This post has little to do with R directly, but links to the problem of doing reproducible, Scalable Earth Observation analytics with open source software, and to the problem whether rasdaman should become an OSGeo project. I posted it to the OSGeo-discuss mailing list, as there the issue of rasdaman incubation was heavily discussed. The discussion focused mainly on the provenance of rasdaman open source, but I tried to take a step back. What follows is my original post, but with links added in-line.

As a scientist, I teach my students that for doing science it is a requirement to work with open source software, because only then workflows are fully transparent and can be reproduced by other scientists without prohibitive license costs. Currently, working with large amounts of earth observation (EO) or climate model data typically requires to download these data tile by tile, stitch them together, and go through all of them. Array databases may simplify this substantially: after ingesting the tiles, they can directly work on the whole data as a multi-dimensinal array (“data cube”). Computations on these array are typically embarassingly parallel, and scale up with the number of cores in a cluster.

Rasdaman is an array data base that comes in two flavours, the open source community edition (CE) and the commercial enterprise edition (EE). The differences between the two are clear. When I want to use rasdaman CE (open source) for scalable image analysis, I get stuck waiting for one core to finish everything. This is not going to solve any problems related to computing on large data, and is not scalable. The bold claim that rasdaman.org opens with (“This worldwide leading array analytics engine distinguishes itself by its flexibility, performance, and scalability”) is not true for the CE advertised. This has been mentioned in the past on mailing lists (here and here), but the typical answer from Peter Baumann diverts into other arguments. Also the benchmark graph (photo from an AGU poster) that Peter sent this week must refer to the enterprise edition, since Spark and Hive both scale, but rasdaman CE does not.

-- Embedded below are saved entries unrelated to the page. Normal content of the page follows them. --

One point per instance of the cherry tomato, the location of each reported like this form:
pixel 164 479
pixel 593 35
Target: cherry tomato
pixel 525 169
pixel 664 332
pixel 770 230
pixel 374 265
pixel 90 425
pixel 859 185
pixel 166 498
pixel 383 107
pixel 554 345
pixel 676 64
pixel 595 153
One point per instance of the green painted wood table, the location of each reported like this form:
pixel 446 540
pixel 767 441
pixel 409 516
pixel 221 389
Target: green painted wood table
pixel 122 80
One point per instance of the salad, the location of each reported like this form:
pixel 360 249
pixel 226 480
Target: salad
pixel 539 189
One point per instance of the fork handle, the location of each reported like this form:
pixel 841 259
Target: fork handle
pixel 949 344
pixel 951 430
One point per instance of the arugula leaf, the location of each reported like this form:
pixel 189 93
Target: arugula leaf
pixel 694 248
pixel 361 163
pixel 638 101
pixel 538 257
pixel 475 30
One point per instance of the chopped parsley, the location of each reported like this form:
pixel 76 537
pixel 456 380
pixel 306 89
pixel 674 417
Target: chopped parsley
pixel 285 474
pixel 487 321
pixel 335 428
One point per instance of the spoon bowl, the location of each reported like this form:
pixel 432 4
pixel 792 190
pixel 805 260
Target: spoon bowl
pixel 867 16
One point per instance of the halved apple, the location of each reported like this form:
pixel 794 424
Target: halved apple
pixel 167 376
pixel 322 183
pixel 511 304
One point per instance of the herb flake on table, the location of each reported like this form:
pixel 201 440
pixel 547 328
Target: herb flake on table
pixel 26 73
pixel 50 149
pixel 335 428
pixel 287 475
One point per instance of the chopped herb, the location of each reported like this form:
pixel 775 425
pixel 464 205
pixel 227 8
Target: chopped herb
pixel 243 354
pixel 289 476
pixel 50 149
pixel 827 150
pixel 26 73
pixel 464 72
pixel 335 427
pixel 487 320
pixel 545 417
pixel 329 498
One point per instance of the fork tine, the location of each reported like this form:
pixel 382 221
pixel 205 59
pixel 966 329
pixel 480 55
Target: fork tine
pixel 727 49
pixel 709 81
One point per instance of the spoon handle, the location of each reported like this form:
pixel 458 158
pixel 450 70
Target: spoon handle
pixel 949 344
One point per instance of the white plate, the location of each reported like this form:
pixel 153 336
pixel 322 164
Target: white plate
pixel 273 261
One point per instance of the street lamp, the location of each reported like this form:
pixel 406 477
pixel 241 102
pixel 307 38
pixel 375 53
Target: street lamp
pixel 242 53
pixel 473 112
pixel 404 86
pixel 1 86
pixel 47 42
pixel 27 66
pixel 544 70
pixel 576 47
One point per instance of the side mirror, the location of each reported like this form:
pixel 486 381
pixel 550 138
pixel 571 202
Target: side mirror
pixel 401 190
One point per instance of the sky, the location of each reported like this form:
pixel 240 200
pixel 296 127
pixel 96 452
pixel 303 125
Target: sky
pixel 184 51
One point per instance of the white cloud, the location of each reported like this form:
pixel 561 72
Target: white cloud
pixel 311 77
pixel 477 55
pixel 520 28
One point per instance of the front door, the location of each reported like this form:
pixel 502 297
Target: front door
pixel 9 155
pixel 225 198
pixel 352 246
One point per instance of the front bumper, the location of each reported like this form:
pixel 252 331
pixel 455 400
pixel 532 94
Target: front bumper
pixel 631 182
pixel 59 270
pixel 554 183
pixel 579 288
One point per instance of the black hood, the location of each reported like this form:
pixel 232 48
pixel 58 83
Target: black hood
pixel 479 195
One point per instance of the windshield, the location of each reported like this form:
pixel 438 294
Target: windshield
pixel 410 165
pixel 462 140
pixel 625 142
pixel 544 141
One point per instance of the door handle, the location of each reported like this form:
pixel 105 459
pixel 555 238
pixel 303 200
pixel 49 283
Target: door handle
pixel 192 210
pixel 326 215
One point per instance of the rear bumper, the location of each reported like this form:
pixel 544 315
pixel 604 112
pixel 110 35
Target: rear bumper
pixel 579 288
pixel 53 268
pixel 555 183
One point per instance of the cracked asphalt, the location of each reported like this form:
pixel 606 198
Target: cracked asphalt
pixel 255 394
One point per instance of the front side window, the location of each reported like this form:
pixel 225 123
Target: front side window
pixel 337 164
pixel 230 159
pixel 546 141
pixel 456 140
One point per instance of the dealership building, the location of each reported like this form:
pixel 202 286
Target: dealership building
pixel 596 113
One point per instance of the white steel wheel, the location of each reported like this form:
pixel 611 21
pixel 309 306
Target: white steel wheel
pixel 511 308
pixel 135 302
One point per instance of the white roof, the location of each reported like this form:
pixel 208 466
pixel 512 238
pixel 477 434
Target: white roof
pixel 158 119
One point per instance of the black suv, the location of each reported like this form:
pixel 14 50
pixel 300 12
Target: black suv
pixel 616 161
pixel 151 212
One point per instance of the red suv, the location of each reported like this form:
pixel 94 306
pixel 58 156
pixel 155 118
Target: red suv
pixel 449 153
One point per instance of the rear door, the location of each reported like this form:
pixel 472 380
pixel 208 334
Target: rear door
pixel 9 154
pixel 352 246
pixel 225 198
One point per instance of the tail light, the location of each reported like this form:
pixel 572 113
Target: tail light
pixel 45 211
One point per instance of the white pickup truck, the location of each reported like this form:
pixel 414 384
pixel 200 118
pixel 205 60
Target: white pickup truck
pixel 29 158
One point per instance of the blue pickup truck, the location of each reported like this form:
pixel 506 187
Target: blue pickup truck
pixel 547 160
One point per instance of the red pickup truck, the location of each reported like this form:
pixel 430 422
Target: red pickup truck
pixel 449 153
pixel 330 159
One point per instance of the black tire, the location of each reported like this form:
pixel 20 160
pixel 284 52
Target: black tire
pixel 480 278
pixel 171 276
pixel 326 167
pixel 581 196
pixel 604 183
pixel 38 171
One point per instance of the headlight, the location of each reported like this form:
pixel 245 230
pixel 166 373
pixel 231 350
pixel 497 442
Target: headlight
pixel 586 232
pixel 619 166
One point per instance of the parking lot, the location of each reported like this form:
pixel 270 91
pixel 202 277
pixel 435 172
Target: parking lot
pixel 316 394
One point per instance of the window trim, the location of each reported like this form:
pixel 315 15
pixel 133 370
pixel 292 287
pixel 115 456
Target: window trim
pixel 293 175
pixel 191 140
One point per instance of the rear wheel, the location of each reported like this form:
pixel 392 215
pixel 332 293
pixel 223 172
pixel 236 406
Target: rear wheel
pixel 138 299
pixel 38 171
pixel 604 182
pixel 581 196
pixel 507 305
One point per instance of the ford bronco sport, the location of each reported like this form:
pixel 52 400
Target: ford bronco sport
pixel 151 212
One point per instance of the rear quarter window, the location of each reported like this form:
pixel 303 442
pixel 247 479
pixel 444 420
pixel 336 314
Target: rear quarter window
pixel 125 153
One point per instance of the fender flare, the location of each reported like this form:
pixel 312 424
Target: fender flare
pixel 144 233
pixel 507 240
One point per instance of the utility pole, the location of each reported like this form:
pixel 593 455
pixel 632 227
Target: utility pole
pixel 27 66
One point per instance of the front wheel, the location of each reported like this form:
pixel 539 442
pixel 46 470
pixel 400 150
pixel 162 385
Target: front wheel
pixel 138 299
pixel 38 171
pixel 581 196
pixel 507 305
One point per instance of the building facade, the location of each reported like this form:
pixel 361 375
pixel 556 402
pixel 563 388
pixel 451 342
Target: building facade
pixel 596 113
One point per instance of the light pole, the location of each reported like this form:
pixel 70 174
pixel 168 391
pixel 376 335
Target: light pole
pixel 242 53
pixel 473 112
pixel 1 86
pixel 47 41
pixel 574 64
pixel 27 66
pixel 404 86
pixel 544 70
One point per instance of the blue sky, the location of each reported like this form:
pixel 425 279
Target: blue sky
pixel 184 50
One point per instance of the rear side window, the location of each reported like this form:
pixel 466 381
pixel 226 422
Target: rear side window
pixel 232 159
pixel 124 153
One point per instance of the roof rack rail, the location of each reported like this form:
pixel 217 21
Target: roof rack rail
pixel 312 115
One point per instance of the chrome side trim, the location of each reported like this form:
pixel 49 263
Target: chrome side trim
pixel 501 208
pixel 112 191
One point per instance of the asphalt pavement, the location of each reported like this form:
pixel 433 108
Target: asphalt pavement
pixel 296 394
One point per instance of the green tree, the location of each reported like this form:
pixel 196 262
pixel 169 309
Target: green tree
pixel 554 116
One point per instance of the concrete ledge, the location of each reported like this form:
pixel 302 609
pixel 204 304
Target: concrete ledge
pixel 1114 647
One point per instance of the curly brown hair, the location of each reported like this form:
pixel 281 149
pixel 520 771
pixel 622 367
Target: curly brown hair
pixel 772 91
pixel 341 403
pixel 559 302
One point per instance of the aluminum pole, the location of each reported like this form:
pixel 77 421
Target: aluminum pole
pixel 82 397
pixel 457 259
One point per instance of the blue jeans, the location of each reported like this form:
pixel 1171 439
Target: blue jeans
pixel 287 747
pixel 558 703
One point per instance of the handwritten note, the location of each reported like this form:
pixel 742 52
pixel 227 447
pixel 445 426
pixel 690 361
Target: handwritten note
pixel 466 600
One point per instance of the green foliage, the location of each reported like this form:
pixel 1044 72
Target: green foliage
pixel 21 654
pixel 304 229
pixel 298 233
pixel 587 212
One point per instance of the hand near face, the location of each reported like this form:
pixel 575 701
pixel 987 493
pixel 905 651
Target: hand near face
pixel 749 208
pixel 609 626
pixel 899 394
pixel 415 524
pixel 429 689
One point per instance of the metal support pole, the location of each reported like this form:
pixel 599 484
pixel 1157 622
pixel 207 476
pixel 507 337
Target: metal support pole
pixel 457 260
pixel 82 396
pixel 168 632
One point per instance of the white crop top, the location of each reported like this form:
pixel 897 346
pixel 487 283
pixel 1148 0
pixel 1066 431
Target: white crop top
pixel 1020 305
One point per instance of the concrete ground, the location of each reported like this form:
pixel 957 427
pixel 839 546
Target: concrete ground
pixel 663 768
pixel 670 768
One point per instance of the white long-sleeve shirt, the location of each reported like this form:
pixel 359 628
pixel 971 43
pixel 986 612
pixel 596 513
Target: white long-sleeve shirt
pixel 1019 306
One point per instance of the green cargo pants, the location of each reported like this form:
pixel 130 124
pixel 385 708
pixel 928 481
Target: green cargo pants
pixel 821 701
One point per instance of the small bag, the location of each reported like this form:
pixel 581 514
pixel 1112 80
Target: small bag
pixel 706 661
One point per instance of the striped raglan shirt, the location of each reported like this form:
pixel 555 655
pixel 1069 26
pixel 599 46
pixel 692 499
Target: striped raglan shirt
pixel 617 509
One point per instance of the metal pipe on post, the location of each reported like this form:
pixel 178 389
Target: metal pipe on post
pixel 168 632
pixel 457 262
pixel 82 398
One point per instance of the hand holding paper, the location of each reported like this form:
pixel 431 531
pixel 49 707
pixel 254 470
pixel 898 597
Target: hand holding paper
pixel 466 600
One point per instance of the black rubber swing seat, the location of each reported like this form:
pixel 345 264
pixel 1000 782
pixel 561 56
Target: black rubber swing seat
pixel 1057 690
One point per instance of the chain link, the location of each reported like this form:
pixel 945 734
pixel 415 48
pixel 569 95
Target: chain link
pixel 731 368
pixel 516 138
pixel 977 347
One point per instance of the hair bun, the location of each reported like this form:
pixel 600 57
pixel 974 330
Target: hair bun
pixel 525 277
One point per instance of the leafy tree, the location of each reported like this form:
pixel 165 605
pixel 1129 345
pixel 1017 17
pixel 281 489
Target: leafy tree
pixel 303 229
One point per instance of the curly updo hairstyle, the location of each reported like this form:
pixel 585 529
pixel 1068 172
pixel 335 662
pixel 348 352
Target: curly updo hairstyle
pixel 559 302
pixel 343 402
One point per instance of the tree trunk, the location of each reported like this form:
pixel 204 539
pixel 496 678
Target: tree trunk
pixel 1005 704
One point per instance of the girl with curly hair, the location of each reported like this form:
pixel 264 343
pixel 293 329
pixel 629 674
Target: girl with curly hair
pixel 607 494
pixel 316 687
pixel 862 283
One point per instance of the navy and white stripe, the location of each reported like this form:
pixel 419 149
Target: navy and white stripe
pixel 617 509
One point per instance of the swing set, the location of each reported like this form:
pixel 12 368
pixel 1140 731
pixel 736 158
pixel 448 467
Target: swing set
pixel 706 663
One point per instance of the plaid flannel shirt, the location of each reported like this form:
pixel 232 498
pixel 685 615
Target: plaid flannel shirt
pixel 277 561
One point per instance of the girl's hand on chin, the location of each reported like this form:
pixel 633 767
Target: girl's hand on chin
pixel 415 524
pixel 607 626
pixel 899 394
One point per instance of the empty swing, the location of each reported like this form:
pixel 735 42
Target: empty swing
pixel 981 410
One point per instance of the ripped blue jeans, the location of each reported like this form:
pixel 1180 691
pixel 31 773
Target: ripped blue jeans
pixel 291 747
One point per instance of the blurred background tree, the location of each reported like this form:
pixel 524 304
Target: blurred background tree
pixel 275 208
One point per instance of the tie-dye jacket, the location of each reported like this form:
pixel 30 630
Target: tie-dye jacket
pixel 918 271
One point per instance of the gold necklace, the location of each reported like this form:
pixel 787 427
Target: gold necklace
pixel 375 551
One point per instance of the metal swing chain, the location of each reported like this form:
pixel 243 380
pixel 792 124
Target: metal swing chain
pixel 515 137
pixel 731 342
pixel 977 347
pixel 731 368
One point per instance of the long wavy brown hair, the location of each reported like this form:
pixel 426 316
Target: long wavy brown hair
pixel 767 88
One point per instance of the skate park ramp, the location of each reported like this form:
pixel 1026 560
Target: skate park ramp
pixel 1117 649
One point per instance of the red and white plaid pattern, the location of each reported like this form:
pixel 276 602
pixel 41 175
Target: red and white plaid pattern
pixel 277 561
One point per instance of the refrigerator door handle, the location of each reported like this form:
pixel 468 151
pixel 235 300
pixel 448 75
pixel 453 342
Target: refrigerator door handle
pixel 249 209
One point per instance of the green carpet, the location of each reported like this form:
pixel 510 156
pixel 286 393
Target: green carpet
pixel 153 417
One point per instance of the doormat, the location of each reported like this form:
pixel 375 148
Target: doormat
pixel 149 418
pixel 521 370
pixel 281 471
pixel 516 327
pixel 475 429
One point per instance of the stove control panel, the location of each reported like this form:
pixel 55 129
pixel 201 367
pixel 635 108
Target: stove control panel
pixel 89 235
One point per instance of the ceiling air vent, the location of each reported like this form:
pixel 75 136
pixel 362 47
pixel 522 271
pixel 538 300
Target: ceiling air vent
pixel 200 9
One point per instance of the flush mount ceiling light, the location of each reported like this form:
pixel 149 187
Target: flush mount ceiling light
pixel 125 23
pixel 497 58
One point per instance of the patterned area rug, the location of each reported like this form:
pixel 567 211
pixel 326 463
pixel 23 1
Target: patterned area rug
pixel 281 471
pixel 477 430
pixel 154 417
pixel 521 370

I assume that on the discussions on OSGeo-discuss, ONLY the open source community edition is considered, compared, and discussed, as a potential future OSGeo project.

OSGeo supports the needs of the open source geospatial community.

Given

  • the bold claims and continuing confusion about whether, and which, rasdaman is scalable,
  • the need for OSGeo to give good advice to prospective users about technologies that do scale EO data analysis,
  • the current (unfilled!) needs of scientists for good, open source software for such analysis, and
  • the potential conflict of interest of its creator,

I wonder whether OSGeo should recommend rasdaman CE to the open source geospatial community.